Suddenly hearing the sound of race cars, I cried, “Hey!  Exit out of that, right now before you lock it up!”

Joseph jumped, and exited.  He exited not only the program, but also the desk chair, leaping up and fleeing for his life in mock terror.  I checked the memory—and it was down to 1.69G!  And he’d closed out of my document!  Aarrgghh!!  I hastily closed out of every running program I didn’t need, emptied Recent, Temp, and Trash folders, and managed to bring it back up to 1.73G.  And I discovered that Microsoft Word had miraculously saved my document, thankfully. 

I will soon be starting work on the Christmas Program; I plan to start practicing Christmas songs with the Jr. Choir around the first of October.  Perhaps we have time to learn a song and sing it for church before Christmas Program practice begins…we’ll see.

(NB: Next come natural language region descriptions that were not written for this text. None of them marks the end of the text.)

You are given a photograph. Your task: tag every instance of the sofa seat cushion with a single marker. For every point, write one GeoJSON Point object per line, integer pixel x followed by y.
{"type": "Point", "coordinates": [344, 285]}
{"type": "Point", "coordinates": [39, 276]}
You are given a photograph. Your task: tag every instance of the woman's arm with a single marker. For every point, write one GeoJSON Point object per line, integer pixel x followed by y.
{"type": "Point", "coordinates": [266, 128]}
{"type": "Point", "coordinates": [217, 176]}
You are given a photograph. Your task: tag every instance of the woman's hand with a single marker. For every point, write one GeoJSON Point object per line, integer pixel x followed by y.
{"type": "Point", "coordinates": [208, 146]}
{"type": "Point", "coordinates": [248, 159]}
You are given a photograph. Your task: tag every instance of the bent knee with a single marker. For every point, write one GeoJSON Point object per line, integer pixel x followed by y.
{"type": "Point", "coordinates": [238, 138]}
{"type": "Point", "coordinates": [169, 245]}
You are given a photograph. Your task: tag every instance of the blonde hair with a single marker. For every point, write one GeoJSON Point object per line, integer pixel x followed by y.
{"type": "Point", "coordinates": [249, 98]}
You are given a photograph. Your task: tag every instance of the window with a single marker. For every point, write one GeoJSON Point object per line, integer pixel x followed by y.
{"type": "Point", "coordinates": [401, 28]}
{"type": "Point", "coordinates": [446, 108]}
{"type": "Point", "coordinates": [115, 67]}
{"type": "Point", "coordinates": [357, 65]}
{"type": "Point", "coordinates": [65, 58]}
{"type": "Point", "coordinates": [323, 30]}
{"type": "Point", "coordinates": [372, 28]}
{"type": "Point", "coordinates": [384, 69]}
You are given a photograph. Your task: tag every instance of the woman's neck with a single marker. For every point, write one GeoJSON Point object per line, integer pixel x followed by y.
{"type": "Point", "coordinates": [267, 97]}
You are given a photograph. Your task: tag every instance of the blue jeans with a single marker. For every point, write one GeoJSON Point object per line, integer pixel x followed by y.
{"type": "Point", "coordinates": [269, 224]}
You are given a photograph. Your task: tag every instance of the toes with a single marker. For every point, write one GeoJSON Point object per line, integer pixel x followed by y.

Saturday I finally got the rest of my pictures from Colorado.  Most turned out pretty good; one roll has been wrecked up, and I can’t imagine that I did it; it must have been PhotoWorks.  There is a reflection or imprint on the pictures—and on the negatives—of the holes from the edges of film.  How could *I* have done that?? 

Dorcas got me two more albums; I put all my pictures into them, and only have half an album left.  

Nebraska played Iowa yesterday.  It was chilly and windy, perfect for the players (well, other than the wind, that is, which was a little too stiff), a bit too cold for the fans.  Iowa made the first score.  They did well, the first half.  Then the Huskers kicked in the afterburner, and really went to town.  We won, 42-13.

And now it is nearly time to get ready for the evening church service…  So, that’s all, folks!


P.S.:  And now, I am going to tell you a very special secret:  Larry and I are going to be grandparents!!!!!!!!!  Yesiree, uh-huh, we sho’ ’nuff are…Bobby and Hannah are going to have a baby, next April.  Wheeeeeeeeeeee!!!!!!  Yippeeeeeeeee!!!!!!!